4. **GitHub Models**:
Set `OPENAI_CHAT_HOST=github`

## Common Issues and Solutions

### Database Connection Issues
- Verify PostgreSQL is running: `sudo service postgresql status`
- Check `.env` file has correct `POSTGRES_USERNAME` and `POSTGRES_PASSWORD`
- Ensure pgvector extension is installed: `sudo apt install postgresql-16-pgvector`

### Frontend Build Issues
- Clear npm cache: `cd src/frontend && npm cache clean --force`
- Delete node_modules and reinstall: `rm -rf node_modules && npm install`

### Azure Authentication in Local Development
- Expected behavior: Chat queries will show "Azure Developer CLI could not be found" error
- This is normal for local development without Azure OpenAI configured
- Core application functionality (database, API endpoints, frontend) works correctly
- For full chat functionality, configure Azure OpenAI or use OpenAI.com API key

### CI/CD Pipeline Requirements
The GitHub Actions require:
- Python 3.10+ with specific versions (3.10, 3.11, 3.12)
- PostgreSQL with pgvector extension
- Node.js 18+
- All code passes `ruff check`, `ruff format --check`, and `mypy`

## Load Testing

Use locust for load testing:
```bash
python -m pip install locust # if not already installed
locust
```
Open `http://localhost:8089/` and point to your running application.
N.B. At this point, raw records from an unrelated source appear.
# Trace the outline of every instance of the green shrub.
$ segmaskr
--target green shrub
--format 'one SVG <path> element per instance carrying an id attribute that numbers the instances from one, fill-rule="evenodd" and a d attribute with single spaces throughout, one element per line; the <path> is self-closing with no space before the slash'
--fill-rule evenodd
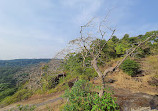
<path id="1" fill-rule="evenodd" d="M 36 109 L 35 105 L 17 105 L 18 111 L 34 111 Z"/>
<path id="2" fill-rule="evenodd" d="M 134 60 L 127 59 L 125 60 L 120 68 L 130 76 L 135 76 L 139 70 L 139 64 Z"/>
<path id="3" fill-rule="evenodd" d="M 15 93 L 16 89 L 15 88 L 8 88 L 5 89 L 4 91 L 0 92 L 0 101 L 2 101 L 5 97 L 11 96 Z"/>
<path id="4" fill-rule="evenodd" d="M 66 90 L 64 97 L 69 102 L 63 111 L 117 111 L 118 105 L 111 93 L 105 93 L 99 97 L 98 93 L 91 92 L 91 84 L 85 80 L 79 80 L 74 84 L 71 91 Z"/>

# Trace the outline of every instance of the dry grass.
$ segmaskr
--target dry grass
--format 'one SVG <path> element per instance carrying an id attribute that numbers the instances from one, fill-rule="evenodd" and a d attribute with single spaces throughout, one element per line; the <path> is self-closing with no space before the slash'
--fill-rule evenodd
<path id="1" fill-rule="evenodd" d="M 158 56 L 147 57 L 140 62 L 143 69 L 142 77 L 130 77 L 122 71 L 115 72 L 107 78 L 115 79 L 116 82 L 112 84 L 114 88 L 125 88 L 133 93 L 143 92 L 148 94 L 158 94 L 158 88 L 151 86 L 147 81 L 152 77 L 158 76 Z"/>

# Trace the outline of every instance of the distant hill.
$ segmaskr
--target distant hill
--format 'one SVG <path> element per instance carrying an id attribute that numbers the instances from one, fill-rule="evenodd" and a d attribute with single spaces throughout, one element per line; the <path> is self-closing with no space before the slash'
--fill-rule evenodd
<path id="1" fill-rule="evenodd" d="M 0 67 L 23 67 L 28 65 L 39 64 L 41 62 L 48 63 L 51 59 L 14 59 L 0 60 Z"/>

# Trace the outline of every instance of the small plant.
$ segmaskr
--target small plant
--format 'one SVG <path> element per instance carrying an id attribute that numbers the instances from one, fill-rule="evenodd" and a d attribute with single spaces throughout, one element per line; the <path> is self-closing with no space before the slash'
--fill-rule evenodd
<path id="1" fill-rule="evenodd" d="M 90 91 L 91 84 L 85 80 L 77 81 L 71 91 L 67 90 L 64 97 L 68 103 L 63 111 L 118 111 L 116 99 L 111 93 L 104 93 L 99 97 L 98 93 Z"/>
<path id="2" fill-rule="evenodd" d="M 139 70 L 139 64 L 134 60 L 127 59 L 125 60 L 120 68 L 130 76 L 135 76 Z"/>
## Available API Endpoints

The application provides these REST API endpoints (view full docs at `http://localhost:8000/docs`):

- `GET /items/{id}` - Get specific item by ID
- `GET /search` - Search items with text query
- `GET /similar` - Find similar items using vector search
- `POST /chat` - Chat with RAG system (requires OpenAI configuration)
- `POST /chat/stream` - Streaming chat responses

Example API usage:
```bash
# Get item details
curl http://localhost:8000/items/1

# Search for tent-related items (requires OpenAI for embeddings)
curl "http://localhost:8000/search?query=tent&limit=5"
```

## Directory Reference

**Quick ls -la output for repository root:**
```
.devcontainer/ # Dev container configuration
.env.sample # Environment variables template
.github/ # GitHub Actions workflows
.gitignore # Git ignore patterns
.pre-commit-config.yaml # Pre-commit hook configuration
CONTRIBUTING.md # Contribution guidelines
README.md # Main project documentation
azure.yaml # Azure Developer CLI configuration
docs/ # Additional documentation
evals/ # Evaluation scripts
infra/ # Azure infrastructure templates
locustfile.py # Load testing configuration
pyproject.toml # Python project configuration
requirements-dev.txt # Development dependencies
scripts/ # Database and deployment scripts
src/ # Source code (backend/ and frontend/)
tests/ # Test suite
```

## Working Effectively

- **Always build and test locally before committing**
- **Use pre-commit hooks** - they run ruff automatically
- **Check the GitHub Actions** in `.github/workflows/` for CI requirements
- **Reference the full README.md** for deployment and Azure-specific details
- **Use VS Code with the Python and Ruff extensions** for the best development experience
- **Never skip the frontend build** - the backend serves static files from `src/backend/static/`

This project follows modern Python and TypeScript development practices with comprehensive tooling for code quality, testing, and deployment.